The World Bank and the Asian Infrastructure Investment Bank entered into an agreement to co-finance development projects in Asia, according to a press release posted on April 13 on the World Bank’s website.
World Bank Group President Kim Jim Yong and AIIB President Jin Liqun signed the co-financing framework agreement.
“As the world’s multilateral development banks collaborate ever more closely, leveraging each other’s financing and expertise, the people who will benefit the most will be the world’s poor,” said Kim.
East Asia, Central Asia and South Asia will particularly benefit from the World Bank-AIIB investment projects, numbering to “nearly one dozen.”
The projects aim to address the needs of the “sectors that include transport, water and energy.”
Kim said that he was “delighted” with the partnership. Jin expressed a similar sentiment when he said that he was “very pleased” to sign the agreement.
“ . . . we look forward to a long and fruitful relationship with ongoing cooperation in project co-financing and other areas,” said Jin, the country’s former vice minister of finance.

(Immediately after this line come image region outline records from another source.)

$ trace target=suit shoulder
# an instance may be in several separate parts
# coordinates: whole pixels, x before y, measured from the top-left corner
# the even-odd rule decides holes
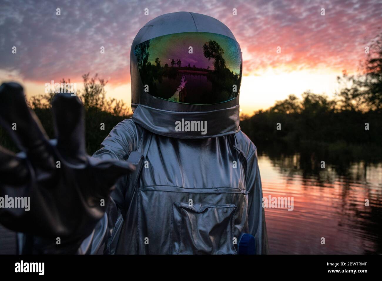
[[[235,134],[239,148],[247,159],[253,155],[257,156],[257,149],[249,138],[241,130]]]

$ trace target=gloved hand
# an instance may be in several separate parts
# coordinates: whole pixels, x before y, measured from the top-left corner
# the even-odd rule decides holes
[[[0,223],[78,245],[103,216],[115,181],[134,168],[126,161],[100,161],[86,154],[84,109],[77,97],[57,94],[52,108],[57,141],[48,140],[20,85],[0,86],[0,124],[22,151],[16,155],[0,147],[0,197],[30,197],[29,211],[0,208]]]
[[[180,85],[178,86],[178,89],[176,89],[177,92],[181,92],[186,87],[186,83],[187,82],[187,81],[185,81],[185,78],[186,76],[184,75],[182,76],[182,79],[180,79]]]

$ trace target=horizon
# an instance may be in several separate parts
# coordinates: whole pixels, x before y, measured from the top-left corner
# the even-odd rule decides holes
[[[133,39],[157,16],[190,10],[187,2],[6,2],[0,11],[0,80],[21,83],[29,97],[44,94],[52,80],[70,79],[81,89],[83,74],[98,73],[108,81],[107,96],[129,107]],[[381,32],[382,3],[213,1],[195,3],[188,11],[217,19],[234,34],[243,52],[241,112],[251,115],[291,94],[300,97],[310,90],[333,97],[343,71],[361,73],[365,48]]]

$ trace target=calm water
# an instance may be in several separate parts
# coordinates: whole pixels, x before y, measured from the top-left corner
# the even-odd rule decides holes
[[[348,163],[344,171],[306,160],[259,155],[264,197],[294,198],[293,211],[265,209],[270,253],[382,254],[382,163]]]
[[[269,155],[259,154],[264,196],[294,199],[293,211],[265,209],[271,254],[382,254],[382,161],[321,169],[310,152]],[[0,226],[0,254],[15,249],[14,235]]]

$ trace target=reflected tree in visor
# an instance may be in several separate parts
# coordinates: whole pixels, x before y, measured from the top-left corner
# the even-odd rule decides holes
[[[204,32],[164,35],[138,44],[134,53],[142,82],[155,97],[212,104],[238,94],[241,52],[227,36]]]

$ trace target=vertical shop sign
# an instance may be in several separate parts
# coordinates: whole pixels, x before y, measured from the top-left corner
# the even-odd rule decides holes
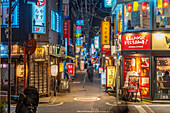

Kim, the 12th president of the World Bank, also said that signing the agreement serves as an “important first step . . . to address the world’s huge infrastructure needs.”

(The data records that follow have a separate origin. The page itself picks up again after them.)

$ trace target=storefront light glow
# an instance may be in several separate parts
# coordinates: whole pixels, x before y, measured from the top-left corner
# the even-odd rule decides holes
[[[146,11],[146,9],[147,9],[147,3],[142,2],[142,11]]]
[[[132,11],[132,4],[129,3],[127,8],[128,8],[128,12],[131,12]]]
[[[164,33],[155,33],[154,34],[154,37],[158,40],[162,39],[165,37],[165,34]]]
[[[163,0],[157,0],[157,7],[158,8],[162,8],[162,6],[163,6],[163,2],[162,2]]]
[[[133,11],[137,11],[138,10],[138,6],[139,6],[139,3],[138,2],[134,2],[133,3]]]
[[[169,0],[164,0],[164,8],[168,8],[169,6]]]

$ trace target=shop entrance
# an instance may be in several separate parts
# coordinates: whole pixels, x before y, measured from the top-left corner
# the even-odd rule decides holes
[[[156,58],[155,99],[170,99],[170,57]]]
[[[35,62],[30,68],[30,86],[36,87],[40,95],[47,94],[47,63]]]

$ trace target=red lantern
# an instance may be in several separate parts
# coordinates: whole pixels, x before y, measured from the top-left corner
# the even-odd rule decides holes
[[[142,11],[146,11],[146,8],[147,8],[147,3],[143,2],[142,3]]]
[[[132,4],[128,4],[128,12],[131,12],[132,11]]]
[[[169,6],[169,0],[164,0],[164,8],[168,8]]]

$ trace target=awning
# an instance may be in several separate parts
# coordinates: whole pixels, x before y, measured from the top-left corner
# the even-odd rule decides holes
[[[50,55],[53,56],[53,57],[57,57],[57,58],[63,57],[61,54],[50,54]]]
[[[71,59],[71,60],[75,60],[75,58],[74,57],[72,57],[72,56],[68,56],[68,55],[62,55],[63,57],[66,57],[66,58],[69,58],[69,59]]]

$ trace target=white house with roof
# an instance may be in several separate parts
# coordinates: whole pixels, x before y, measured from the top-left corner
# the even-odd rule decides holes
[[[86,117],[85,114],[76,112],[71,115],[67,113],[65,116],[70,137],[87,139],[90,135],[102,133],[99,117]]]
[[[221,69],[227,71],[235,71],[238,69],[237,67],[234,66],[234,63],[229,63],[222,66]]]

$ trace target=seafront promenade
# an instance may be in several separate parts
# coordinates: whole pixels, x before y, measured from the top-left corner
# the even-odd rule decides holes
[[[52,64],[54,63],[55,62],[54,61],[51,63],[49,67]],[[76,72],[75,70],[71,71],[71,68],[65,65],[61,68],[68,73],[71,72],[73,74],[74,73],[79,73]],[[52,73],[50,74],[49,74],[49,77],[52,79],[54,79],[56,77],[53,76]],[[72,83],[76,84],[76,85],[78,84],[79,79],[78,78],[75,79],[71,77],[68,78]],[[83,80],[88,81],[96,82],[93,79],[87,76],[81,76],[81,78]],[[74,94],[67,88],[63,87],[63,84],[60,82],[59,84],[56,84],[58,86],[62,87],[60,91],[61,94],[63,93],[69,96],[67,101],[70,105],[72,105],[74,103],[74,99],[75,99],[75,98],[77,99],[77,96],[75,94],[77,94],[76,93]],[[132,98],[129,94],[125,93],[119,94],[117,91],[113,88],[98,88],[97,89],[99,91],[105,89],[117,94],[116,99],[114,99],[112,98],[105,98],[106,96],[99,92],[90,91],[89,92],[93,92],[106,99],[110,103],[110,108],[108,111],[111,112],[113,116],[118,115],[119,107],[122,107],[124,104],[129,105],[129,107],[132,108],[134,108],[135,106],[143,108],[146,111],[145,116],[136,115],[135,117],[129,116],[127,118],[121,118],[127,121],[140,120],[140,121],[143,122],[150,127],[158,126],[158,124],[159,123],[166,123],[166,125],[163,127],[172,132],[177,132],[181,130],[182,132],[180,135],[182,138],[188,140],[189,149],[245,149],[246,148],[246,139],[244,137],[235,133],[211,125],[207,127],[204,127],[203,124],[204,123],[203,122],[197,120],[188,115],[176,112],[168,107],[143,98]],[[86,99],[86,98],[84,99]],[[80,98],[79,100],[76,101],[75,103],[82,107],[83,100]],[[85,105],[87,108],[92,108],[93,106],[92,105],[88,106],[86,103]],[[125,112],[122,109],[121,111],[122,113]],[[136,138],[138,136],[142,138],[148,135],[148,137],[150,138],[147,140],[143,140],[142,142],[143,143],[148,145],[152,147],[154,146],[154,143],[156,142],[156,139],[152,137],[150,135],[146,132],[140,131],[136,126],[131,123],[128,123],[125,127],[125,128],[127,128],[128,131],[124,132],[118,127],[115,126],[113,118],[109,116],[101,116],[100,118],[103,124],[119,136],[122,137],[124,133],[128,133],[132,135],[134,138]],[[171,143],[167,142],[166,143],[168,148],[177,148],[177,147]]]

“Some 1.2 billion people in the world lack access to electricity and 2.4 billion people don’t have access to basic sanitation services,” said the World Bank on its press release.
The two financial institutions were “originally seen as possible rivals,” according to The Economic Times.
Conceived in 1944, the World Bank, headquartered in Washington, D.C., endeavors to attain two bold goals by 2030, according to its website. The first one is to “end extreme poverty by decreasing the percentage of people living on less than $1.90 a day to no more than 3 percent.” Second is to “promote shared prosperity by fostering the income growth of the bottom 40 percent for every country.”
President Xi Jinping and Premier Li Keqiang envisioned Beijing-based AIIB “to promote interconnectivity and economic integration in the region" and "cooperate with existing multilateral development banks,” according to its website.
AIIB “welcomes all regional and non-regional countries, developing and developed countries, that seek to contribute to Asian infrastructure development and regional connectivity.”
After signing the agreement, Jin thanked the World Bank for its “generous and timely support” when AIIB was establishing itself, according to the press release.